- Kroschel Township Location within Minnesota and the United States Kroschel Township Kroschel Township (the United States)
- Coordinates: 46°7′56″N 93°6′4″W﻿ / ﻿46.13222°N 93.10111°W
- Country: United States
- State: Minnesota
- County: Kanabec

Area
- • Total: 36.1 sq mi (93.4 km^{2})
- • Land: 34.9 sq mi (90.3 km^{2})
- • Water: 1.2 sq mi (3.0 km^{2})
- Elevation: 1,135 ft (346 m)

Population (2000)
- • Total: 218
- • Density: 6.2/sq mi (2.4/km^{2})
- Time zone: UTC-6 (Central (CST))
- • Summer (DST): UTC-5 (CDT)
- FIPS code: 27-33776
- GNIS feature ID: 0664647

= Kroschel Township, Kanabec County, Minnesota =

Kroschel Township is a township in Kanabec County, Minnesota, United States. The population was 218 at the 2000 census.

Kroschel Township was named for Herman Kroschel, an early settler.

==Geography==
According to the United States Census Bureau, the township has a total area of 36.0 sqmi, of which 34.9 sqmi is land and 1.2 sqmi (3.25%) is water.

==Demographics==
As of the census of 2000, there were 218 people, 96 households, and 64 families residing in the township. The population density was 6.3 PD/sqmi. There were 195 housing units at an average density of 5.6 /sqmi. The racial makeup of the township was 97.25% White, 2.29% Native American, and 0.46% from two or more races.

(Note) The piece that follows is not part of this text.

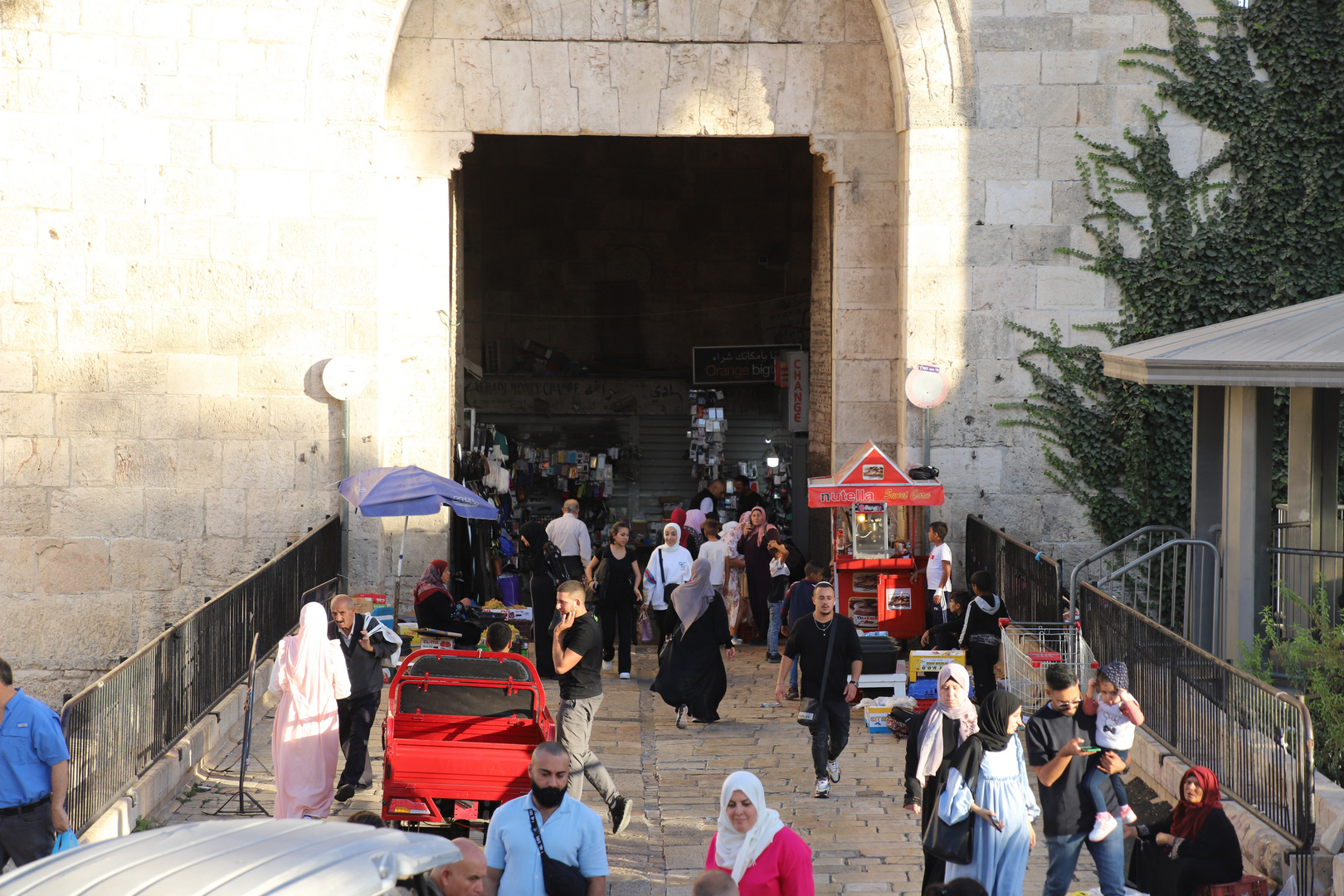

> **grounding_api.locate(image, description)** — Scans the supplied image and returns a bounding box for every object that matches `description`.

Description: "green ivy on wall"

There were 96 households, out of which 21.9% had children under the age of 18 living with them, 60.4% were married couples living together, 2.1% had a female householder with no husband present, and 33.3% were non-families. 30.2% of all households were made up of individuals, and 19.8% had someone living alone who was 65 years of age or older. The average household size was 2.27 and the average family size was 2.81.

In the township the population was spread out, with 22.9%. Under the age of 18, 4.1% from 18 to 24, 22.0% from 25 to 44, 29.8% from 45 to 64, and 21.1% of people were 65 years of age or older. The median age was 47 years. For every 100 females, there were 96.4 males. For every 100 females age 18 and over, there were 102.4 males.

The median income for a household in the township was $33,611, and the median income for a family was $43,125. Males had a median income of $30,694 versus $23,750 for females. The per capita income for the township was $18,476. About 7.0% of families and 15.7% of the population were below the poverty line, including 14.3% of those under the age of eighteen and 28.9% of those 65 or over.